“Can you imagine the feelings of the Kessab people as they climbed on foot the long trail up the mountain, and then as they came over the ridge into full view of their charred and ruined dwellings? Their stores of wheat, barley and rice had been burned; clothing, cooking utensils, furniture and tools had gone; their goats, cows and mules had been stolen; their silk industries stamped out; their beloved churches reduced to smouldering heaps. The bodies of their friends and relatives who had been killed had not been buried. And yet the love of home is so strong that the people have settled down there with the determination to clear up the debris and rebuild their houses.”—Extracts from “The Sack of Kessab,” Stephen Van R. Trowbridge.

As these sheets are going through the press there comes news of famine at Zeitoon. The Rev. F. W. Macullum, American Missionary at Marash, writes to the Rev. W. W. Peet, American Missionary at Constantinople, that 12,000 souls in and around Zeitoon are dying of hunger; they are wandering about in rags, mixing bran and water, and cooking and eating it, if they can get even that. Rev. Macullum adds, “The same story comes to us from all sides. As we foresaw all along, from now on the distress will be greatest.”

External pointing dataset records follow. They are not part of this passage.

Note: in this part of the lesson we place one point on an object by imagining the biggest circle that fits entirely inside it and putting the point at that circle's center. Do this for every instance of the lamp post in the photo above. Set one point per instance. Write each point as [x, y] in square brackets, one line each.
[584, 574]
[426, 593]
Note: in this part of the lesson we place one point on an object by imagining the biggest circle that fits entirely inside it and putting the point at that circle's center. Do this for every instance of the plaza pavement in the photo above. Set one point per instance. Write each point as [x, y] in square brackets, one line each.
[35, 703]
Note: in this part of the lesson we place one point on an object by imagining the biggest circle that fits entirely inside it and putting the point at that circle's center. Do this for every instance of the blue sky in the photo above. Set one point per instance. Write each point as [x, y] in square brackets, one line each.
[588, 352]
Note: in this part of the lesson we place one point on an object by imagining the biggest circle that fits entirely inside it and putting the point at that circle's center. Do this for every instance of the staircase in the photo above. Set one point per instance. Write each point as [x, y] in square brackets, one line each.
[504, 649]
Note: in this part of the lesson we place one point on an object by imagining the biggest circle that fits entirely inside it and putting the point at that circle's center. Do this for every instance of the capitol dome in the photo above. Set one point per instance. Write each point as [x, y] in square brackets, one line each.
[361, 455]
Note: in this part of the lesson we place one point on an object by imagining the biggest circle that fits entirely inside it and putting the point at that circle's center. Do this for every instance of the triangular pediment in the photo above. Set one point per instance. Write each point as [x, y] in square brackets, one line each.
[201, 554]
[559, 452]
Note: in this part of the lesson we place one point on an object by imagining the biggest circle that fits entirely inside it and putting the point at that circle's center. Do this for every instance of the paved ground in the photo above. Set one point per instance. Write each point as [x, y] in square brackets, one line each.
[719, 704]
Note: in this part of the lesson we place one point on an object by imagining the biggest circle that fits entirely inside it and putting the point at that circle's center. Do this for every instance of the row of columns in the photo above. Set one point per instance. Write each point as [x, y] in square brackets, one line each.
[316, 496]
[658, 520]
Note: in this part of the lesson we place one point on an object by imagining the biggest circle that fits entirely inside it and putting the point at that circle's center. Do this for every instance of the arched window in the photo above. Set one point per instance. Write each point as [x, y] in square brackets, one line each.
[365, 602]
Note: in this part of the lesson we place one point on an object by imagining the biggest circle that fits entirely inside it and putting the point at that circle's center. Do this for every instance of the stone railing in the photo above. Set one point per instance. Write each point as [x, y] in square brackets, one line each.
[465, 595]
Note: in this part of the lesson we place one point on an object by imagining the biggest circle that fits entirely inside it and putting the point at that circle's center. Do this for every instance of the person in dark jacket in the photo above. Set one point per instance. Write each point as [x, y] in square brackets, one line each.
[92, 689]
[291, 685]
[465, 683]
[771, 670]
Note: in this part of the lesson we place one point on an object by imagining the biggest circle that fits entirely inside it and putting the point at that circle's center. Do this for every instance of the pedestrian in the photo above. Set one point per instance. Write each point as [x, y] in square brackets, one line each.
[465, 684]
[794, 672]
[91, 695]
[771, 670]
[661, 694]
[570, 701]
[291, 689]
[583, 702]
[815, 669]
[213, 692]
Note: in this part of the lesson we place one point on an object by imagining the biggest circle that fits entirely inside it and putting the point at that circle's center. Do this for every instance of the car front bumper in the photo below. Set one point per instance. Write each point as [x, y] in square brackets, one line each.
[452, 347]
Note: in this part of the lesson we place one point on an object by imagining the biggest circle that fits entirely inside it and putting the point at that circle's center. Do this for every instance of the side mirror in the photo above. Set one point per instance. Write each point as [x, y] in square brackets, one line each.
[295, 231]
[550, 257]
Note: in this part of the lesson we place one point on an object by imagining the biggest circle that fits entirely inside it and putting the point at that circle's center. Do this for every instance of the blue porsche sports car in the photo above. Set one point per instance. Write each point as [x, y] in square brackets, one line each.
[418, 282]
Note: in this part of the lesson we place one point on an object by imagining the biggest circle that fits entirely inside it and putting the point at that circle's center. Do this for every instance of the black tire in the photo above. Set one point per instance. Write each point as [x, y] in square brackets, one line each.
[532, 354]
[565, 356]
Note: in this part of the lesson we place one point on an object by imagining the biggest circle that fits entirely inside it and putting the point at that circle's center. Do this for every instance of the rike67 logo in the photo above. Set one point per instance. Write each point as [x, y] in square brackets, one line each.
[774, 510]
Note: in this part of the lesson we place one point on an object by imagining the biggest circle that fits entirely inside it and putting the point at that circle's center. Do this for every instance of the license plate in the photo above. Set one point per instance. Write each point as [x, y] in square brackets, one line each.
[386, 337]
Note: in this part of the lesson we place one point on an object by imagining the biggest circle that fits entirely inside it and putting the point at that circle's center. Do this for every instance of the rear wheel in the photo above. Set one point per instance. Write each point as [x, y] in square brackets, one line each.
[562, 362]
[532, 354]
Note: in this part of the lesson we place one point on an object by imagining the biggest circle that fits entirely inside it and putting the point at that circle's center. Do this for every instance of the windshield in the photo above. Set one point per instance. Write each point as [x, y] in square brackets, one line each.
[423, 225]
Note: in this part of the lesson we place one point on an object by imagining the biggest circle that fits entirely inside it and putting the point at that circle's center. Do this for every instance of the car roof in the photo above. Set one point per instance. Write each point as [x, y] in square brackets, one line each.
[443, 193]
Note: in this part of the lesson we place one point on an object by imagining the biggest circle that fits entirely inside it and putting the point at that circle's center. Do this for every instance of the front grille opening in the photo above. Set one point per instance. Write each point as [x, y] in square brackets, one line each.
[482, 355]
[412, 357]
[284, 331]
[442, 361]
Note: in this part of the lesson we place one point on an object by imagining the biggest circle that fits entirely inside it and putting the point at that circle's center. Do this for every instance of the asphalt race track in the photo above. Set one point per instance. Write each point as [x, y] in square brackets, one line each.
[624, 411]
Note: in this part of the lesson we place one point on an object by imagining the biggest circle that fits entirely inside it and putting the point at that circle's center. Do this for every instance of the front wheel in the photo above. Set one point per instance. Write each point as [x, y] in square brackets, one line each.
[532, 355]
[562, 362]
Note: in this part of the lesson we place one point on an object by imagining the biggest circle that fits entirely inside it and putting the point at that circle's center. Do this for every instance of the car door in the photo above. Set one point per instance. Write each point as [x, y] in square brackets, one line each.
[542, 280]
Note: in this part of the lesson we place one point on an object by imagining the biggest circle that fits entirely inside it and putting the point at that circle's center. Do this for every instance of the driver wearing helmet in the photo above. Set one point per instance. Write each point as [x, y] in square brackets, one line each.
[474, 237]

If 50,000 were massacred, the list of those who have died and are dying of homelessness and starvation will exceed 150,000. It is true; and the numbers are not exaggerated. Last year the people reaped no harvest, and this year there are no sowings.

The latest news is that Mush, a prosperous Armenian village that had escaped the desolation of the massacres, has been plundered in a night attack by armed Kurds, and the villagers are now reduced to extreme distress. Before the outbreak the Armenian patriarchal vicar at Mush had repeatedly appealed to the Armenian Patriarch at Constantinople, and the Armenian Patriarch had repeatedly appealed to the Authorities at Constantinople asking protection for the villagers of Mush as a Kurdish attack was apprehended. It is evident that the authorities at Constantinople are unable to protect thriving Armenian villages from Kurdish and Turkish raiders.


PREFACE TO 2ND PRINTING.

The first and second parts of this little book were written and printed in pamphlet form for circulation in the United States, shortly after the Adana Massacres of April, 1909. I have now thought it advisable to add a Supplement of a short history of the Origin of the Armenians and the Introduction and Revival of Christianity in Armenia.

The illustrations and the extracts from the periodicals “Harper’s Monthly,” “The Wide World” and the “Cosmopolitan” have been added to the 2nd printing.